Use magnet_uri with any BitTorrent client (aria2c, qBittorrent, Transmission) for faster multi-source downloads. The web seed in the magnet URI falls back to HTTP if no peers are available.

Download chunk

GET/v1/files/chunks/{chunk_hash}

Redirects (302) to a presigned chunk URL. Used by the CLI for parallel chunk downloads and as a BitTorrent HTTP web seed.


Inference (OpenAI-compatible)

When inferllama serve is running locally, it exposes an OpenAI-compatible API on port 11434. Point any OpenAI SDK at http://localhost:11434/v1 with any non-empty API key.

Note

The local inference endpoint is separate from the registry API. The registry handles model metadata and downloads; the inference daemon handles running models on your machine.

Chat completions

POST/v1/chat/completions
json
// Request (to http://localhost:11434/v1/chat/completions)
{
  "model": "qwen2-0.5b-instruct",
  "messages": [
    { "role": "system", "content": "You are a helpful assistant." },
    { "role": "user",   "content": "Explain transformers in simple terms." }
  ],
  "stream": true,
  "temperature": 0.7,
  "max_tokens": 1024
}

When stream: true, the response is a stream of data: … SSE events terminated by data: [DONE] — identical to the OpenAI streaming format.

python
from openai import OpenAI

client = OpenAI(base_url="http://localhost:11434/v1", api_key="local")

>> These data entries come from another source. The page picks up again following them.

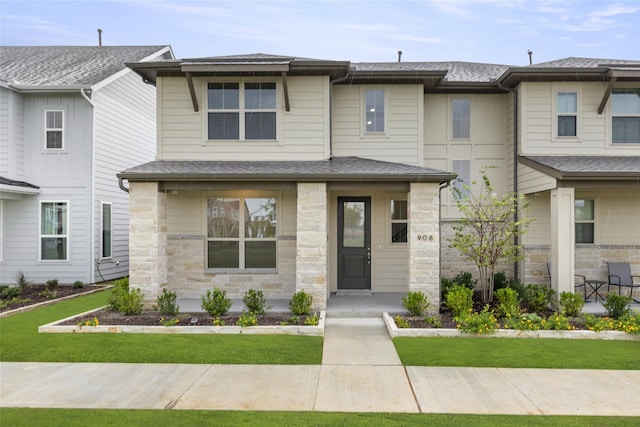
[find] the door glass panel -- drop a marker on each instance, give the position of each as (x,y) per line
(353,231)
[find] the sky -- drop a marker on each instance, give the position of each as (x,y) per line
(486,31)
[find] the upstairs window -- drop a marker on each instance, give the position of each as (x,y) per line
(53,129)
(461,114)
(585,220)
(242,111)
(625,114)
(567,113)
(374,110)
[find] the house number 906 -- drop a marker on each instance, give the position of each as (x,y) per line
(425,237)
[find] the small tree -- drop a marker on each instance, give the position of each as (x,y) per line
(486,231)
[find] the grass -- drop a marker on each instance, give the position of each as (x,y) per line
(518,353)
(21,342)
(175,418)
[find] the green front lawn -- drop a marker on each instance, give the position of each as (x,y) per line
(519,353)
(21,342)
(117,417)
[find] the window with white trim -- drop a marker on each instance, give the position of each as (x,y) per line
(54,129)
(585,220)
(54,231)
(374,110)
(241,233)
(461,117)
(463,181)
(625,116)
(399,221)
(242,111)
(105,228)
(567,109)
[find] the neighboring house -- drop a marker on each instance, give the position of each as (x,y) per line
(71,117)
(286,174)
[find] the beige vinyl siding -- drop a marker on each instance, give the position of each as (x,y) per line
(303,132)
(594,130)
(487,145)
(400,142)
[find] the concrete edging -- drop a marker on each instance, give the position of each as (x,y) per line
(394,331)
(56,328)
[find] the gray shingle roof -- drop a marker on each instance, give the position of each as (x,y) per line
(338,169)
(67,65)
(586,167)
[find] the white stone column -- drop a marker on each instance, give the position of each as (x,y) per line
(562,239)
(147,239)
(423,238)
(311,242)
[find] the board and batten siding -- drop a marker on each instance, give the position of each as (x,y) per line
(538,118)
(487,145)
(125,136)
(401,141)
(303,132)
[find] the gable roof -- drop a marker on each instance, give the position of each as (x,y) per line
(586,167)
(336,169)
(81,66)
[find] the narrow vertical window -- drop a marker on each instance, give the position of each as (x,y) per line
(461,118)
(106,231)
(374,110)
(567,113)
(53,231)
(399,221)
(53,130)
(585,220)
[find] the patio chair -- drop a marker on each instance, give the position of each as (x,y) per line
(582,283)
(620,276)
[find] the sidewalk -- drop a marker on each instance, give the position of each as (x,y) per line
(360,372)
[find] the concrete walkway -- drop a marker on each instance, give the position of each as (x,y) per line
(360,372)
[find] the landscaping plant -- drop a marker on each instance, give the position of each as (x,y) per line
(216,302)
(300,303)
(415,302)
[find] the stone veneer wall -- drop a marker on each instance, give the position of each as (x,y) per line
(312,245)
(147,239)
(590,261)
(188,278)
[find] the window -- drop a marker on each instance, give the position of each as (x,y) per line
(463,182)
(399,221)
(105,251)
(461,118)
(53,130)
(243,238)
(585,222)
(374,110)
(53,231)
(625,109)
(242,111)
(567,113)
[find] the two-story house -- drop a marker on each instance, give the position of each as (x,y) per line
(71,117)
(282,174)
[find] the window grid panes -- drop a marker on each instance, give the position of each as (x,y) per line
(53,130)
(461,118)
(399,221)
(567,113)
(585,220)
(374,110)
(625,121)
(242,111)
(53,231)
(241,233)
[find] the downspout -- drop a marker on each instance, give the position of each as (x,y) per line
(92,234)
(331,83)
(516,215)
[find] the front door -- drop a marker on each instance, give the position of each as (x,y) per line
(354,243)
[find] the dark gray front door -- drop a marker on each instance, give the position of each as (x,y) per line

for chunk in client.chat.completions.create(
    model="qwen2-0.5b-instruct",
    messages=[{"role": "user", "content": "Hello!"}],
    stream=True,
):
    print(chunk.choices[0].delta.content or "", end="", flush=True)

List loaded models

GET/v1/models

Returns models currently loaded in the inference daemon and ready to serve requests.